Where possible, doctors strive to practice evidence-based medicine. But we are human, and not immune to the influence of the unusual or extreme case. What makes one patient stand out more than others may be a feature of the disease, the patient, or our own sensitivities.
As a medical student, the details of the first patient I saw with psychosis have remained with me. He was not much younger than me, and had started university some months earlier.
He had been admitted to hospital with a florid psychosis, convinced he was Christ.
Not unlike the many adolescents starting college this month, the freedom from home and the lights of a big city meant new experiences. Among these was the easy availability of cannabis; he had smoked a number of joints in the previous weeks.
Unfortunately, the expert opinion was that his use of cannabis precipitated the psychotic episode.
Now this was the first and only time I have seen cannabis-induced psychosis, so in the greater scheme of things it is nothing more than medical anecdote. Nonetheless, the details of the case have stayed with me to emerge from the memory banks following the publication of some related research last week.
Drug statistics
The large meta-analysis – a study of combined previous research – showed that people who are daily users of cannabis before the age of 17 are more than 60 per cent less likely to complete secondary school or to complete a degree compared with those who have never used the drug.
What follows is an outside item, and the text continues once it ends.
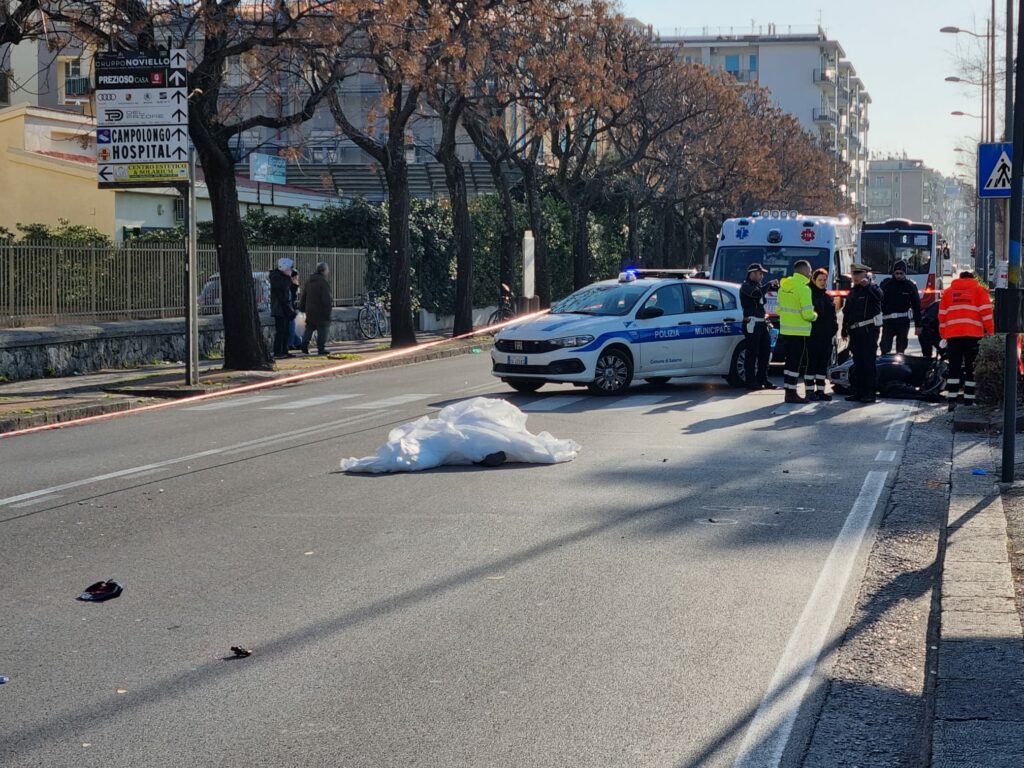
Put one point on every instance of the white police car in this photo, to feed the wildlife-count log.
(651, 325)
Published in the journal Lancet Psychiatry, the authors also found that daily users of cannabis during adolescence are seven times more likely to attempt suicide and are eight times as likely to use other illicit drugs in later life.
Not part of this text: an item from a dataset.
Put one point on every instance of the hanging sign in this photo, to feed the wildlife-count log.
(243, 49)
In this study, a team of Australian and New Zealand researchers combined data on some 3,765 participants who used cannabis from three large, long-running longitudinal studies to find out more about the link between the frequency of cannabis use before the age of 17 and seven developmental outcomes up to the age of 30.
The outcomes measured were: completing high school; obtaining a university degree; cannabis dependence; use of other illicit drugs; suicide attempt; depression; and welfare dependence. However, they did not include psychosis or a diagnosis of schizophrenia in their outcomes.
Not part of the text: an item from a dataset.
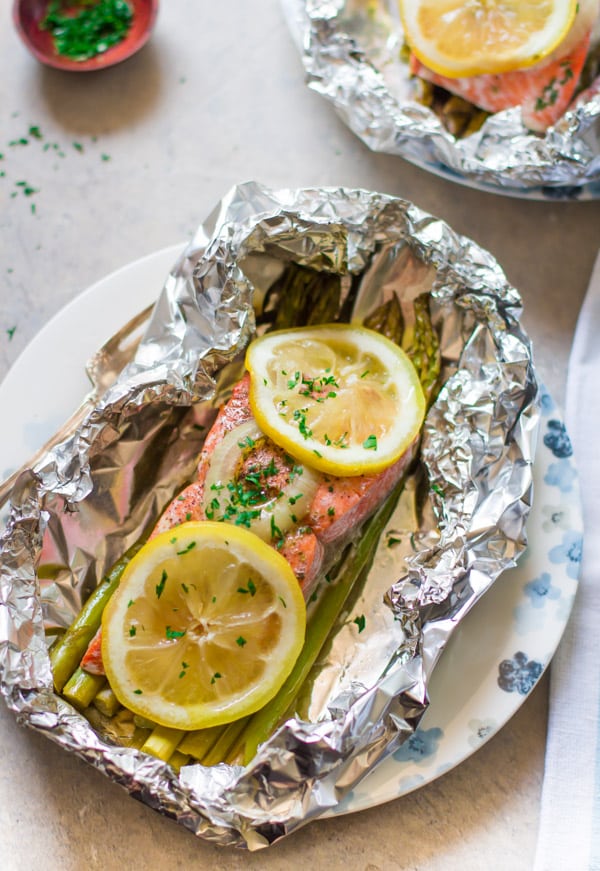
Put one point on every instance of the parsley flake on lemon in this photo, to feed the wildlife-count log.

But in a linked editorial Merete Nordentoft, professor of psychiatry at the University of Copenhagen in Denmark, notes: “Cannabis use in adolescence has also been associated with increased risk of psychosis in adulthood.
“Cannabis use is associated with earlier onset of psychosis, and in patients with cannabis use and psychosis, risk of continuous psychotic symptoms is higher in those who continue to use cannabis than in those who stop.”
And a 2007 comprehensive analysis of the relationship between cannabis use and the development of psychosis in later life concluded that the risk of psychosis increased by some 40 per cent in people who have used cannabis, with the risk rising the more the drug is used.
The authors from Cardiff University and the University of Bristol estimated that some 14 per cent of cases of schizophrenia in young adults could be prevented if cannabis was not available.
There is evidence to show that brain development during adolescence can be harmed by frequent cannabis use and that cognitive functions can be reduced permanently. This impairment and the low energy and reduced initiative associated with persistent cannabis use are the likely reasons for the poor educational outcomes shown in the recent research.
With global moves to decriminalise and legalise cannabis gaining momentum, it is important to protect adolescents from gaining easier access to the drug.
Otherwise we will simply increase the numbers of young people having difficulty completing school and college, and add to those facing problems achieving social and personal maturation.
This latest research provides strong evidence that the delay or prevention of cannabis use is likely to have broad health and social benefits.